“Don’t be sad it’s over, be happy that it happened”.
Così chiosava King Monkey, al secolo Ian George Brown, dopo l’ultimo, storico, concerto degli Stone Roses ad Hampden Park.
Icona assoluta della scena madchester, personaggio di culto per intere generazioni (vedasi anche il concittadino Liam Gallagher), rieccolo con un nuovo album dopo 9 anni dall’ultimo lavoro solista.
Perchè ti ritrovi ad aver sforato il mezzo secolo di vita, e le cose più importanti – musicalmente parlando – le hai fatte 30 anni fa. E da lì, non è che hai messo in posa questo granchè, tant’è che più di una volta si è dovuti ricorrere al vessillo Stone Roses per darsi visibilità e, diciamocelo, qualche soldino.
Ci prova King Monkey a dare in dono qualcosa di interessante. Tenta incursioni nel funk con “The Dream and The Dreamer”, nel reggae con “Break Down the Walls” e reinterpretando “Black Roses” di Barrington Levy, ripercorre sentieri sonori (e non solo, visto che nel video riappare una bicicletta tipo quella di “F.E.A.R.”) più madchester con “First World Problems”, cerca persino l’instant classic con l’acustica “Breathe And Breathe Easy” o ipnotiche linee di basse con il pezzo che dà il nome all’album, “Ripples”.
Risultato?
Un songwriting povero tra aforismi e frasi fatte, una struttura sonica a tratti imbarazzante (la “Breathe And Breathe Easy” sovra richiamata è un tranchant, ma per le orecchie di chi ascolta…), più che materiale nuovo, ideato ed arrangiato per un nuovo album, il tutto sembra una bolsa e asfittica raccolta di c-side. E nemmeno la voce, piuttosto monocroma, del Nostro fornisce un qualche valore aggiunto per uscire da quest’imbarazzante empasse.

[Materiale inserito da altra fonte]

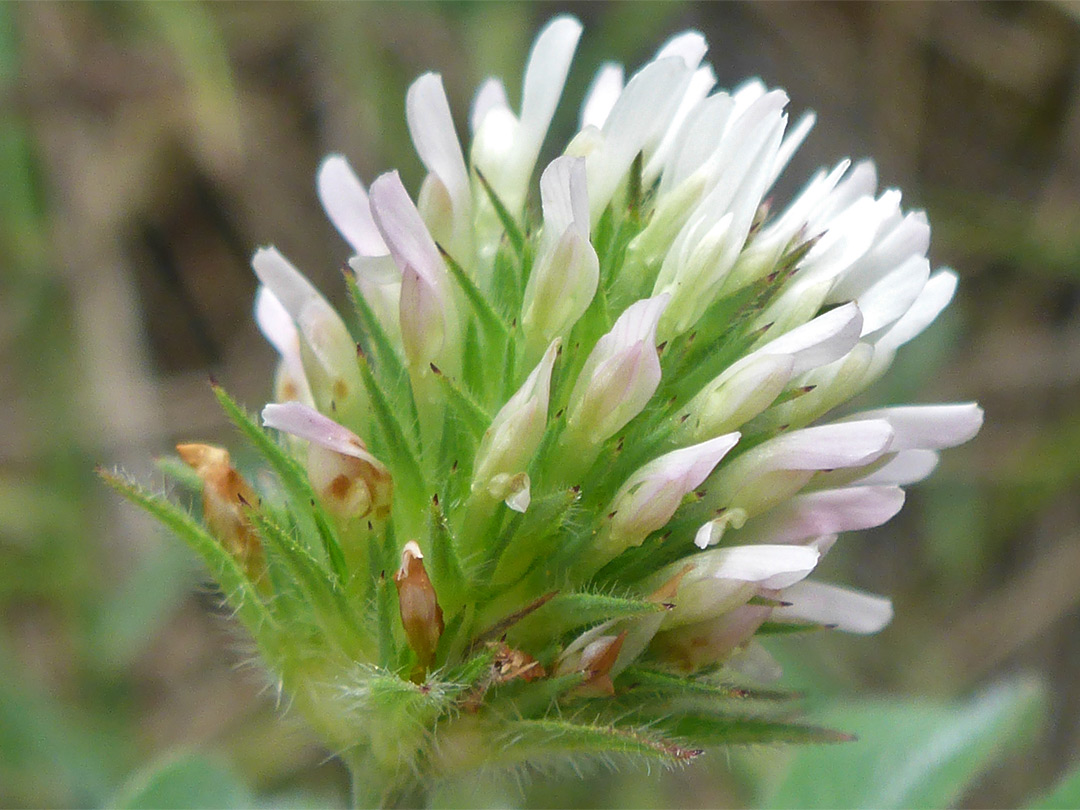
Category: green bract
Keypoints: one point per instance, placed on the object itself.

Sarò inclemente ma caro Ian, il ventesimo secolo è finito da un po’, vai per i 56 anni, hai un passato alle spalle che ti ha reso, nel tuo settore, un qualcosa di vicino ad un idolo: se si ha -artisticamente, à§a va sans dire – così poco da dire, il silenzio, se non più conveniente, è probabilmente più dignitoso. Stacce.